Cllr McLellan however remained optimistic that the project could go-ahead: “We are aware of the huge financial constraints the Welsh Government is under, particularly on the capital budget. I’ve had frequent and direct meetings with the minister to argue the case and fight for the hospital to be built in Rhyl.

“That’s why Denbighshire County Council last week passed the motion that we would support the business case to get the hospital built, and I’m determined to work with the Welsh Government to get the hospital here in Rhyl.”

But Cllr Brian Jones questioned if the hospital would ever be built by the Labour-led council: “Over 10 years ago, the funding for the project was in place, and now time has rolled on, and it appears the funding is not there,” he said.

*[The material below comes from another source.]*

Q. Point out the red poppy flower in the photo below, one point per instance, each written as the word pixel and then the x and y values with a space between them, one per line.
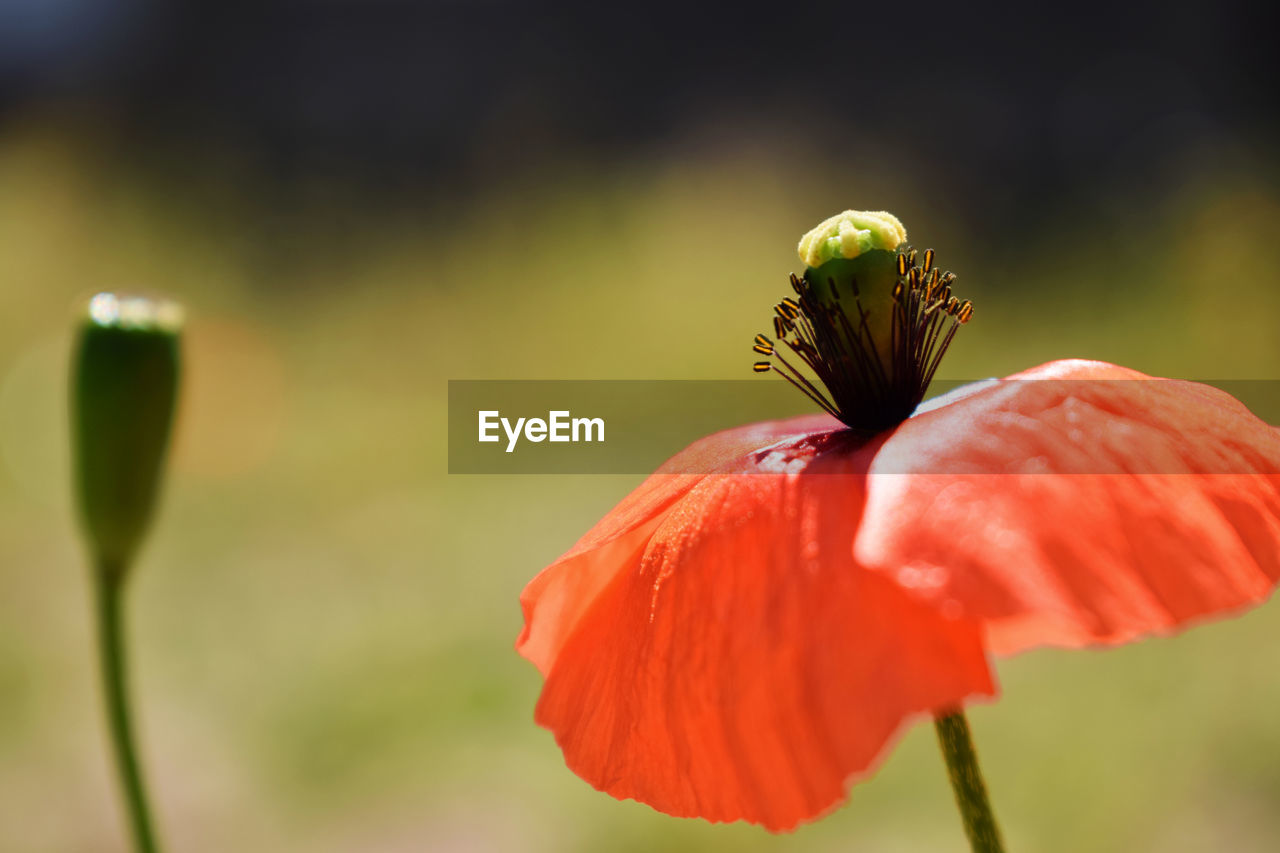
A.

“It raises the question, where did the original funding go and when is there going to be any sight of the new funding from the Welsh Government for this project? “I was extremely disappointed about (last week’s Tory) the motion being amended.” The opposition wanted a feasibility study to be reviewed by the “Alex Angels” pressure group; Denbighshire County Council, and the Betsi Cadwaladr University Health Board, to see if this measure would relieve bed blocking, he added.

” I believe, there are forces at work that don’t want any temporary solution going into the Alex on a short to medium-term basis because it will show the Welsh Government up – and the local politicians up here, that they are failing – the Labour councillors in charge of the Denbighshire cabinet.

He added: “The hospital is not happening. There is a serious behind-the-scenes issue going on here. Why isn’t it happening over a decade after it was in principle agreed? It has not happened. I don’t know what the motive is behind it. You are talking life and death here. There is no funding. The Labour-led Denbighshire council, they are paying lip-service to their masters in South Wales, aren’t they? And the general public don’t know what’s going on. We are living in the mushroom club.”

Cllr Jason McLellan responded to the criticism. “Brian Jones is not moving in the circles or speaking to the people I’m speaking to,” he said. “He is not sitting at the table that I’m at with the minister to get this done. He’s shouting from the outside.”
The Welsh Government was asked to explain the delay in building a new hospital. 
A spokesman said: “There are significant capital cost pressures on current schemes. Betsi Cadwaladr University Health Board and its partners have been asked to consider all funding options available.”

Gareth Evans,  acting executive director of therapies and health science at the health board said: , “We continue to await a decision from Welsh Government following the submission of our Full Business Case in 2021.

“The health board recently approved its 10-year estate strategy, which confirmed the development of a new facility at the Royal Alexandra Hospital as a key priority. The new hospital would enable us to deliver significantly improved services for the people of north Denbighshire from a modern, fit-for-purpose building, while addressing the significant compliance risks and failing engineering infrastructure issues on the present site.

“We continue to work with Denbighshire County Council on alternative funding sources to support the business case in the light of known national restrictions on capital budgets.”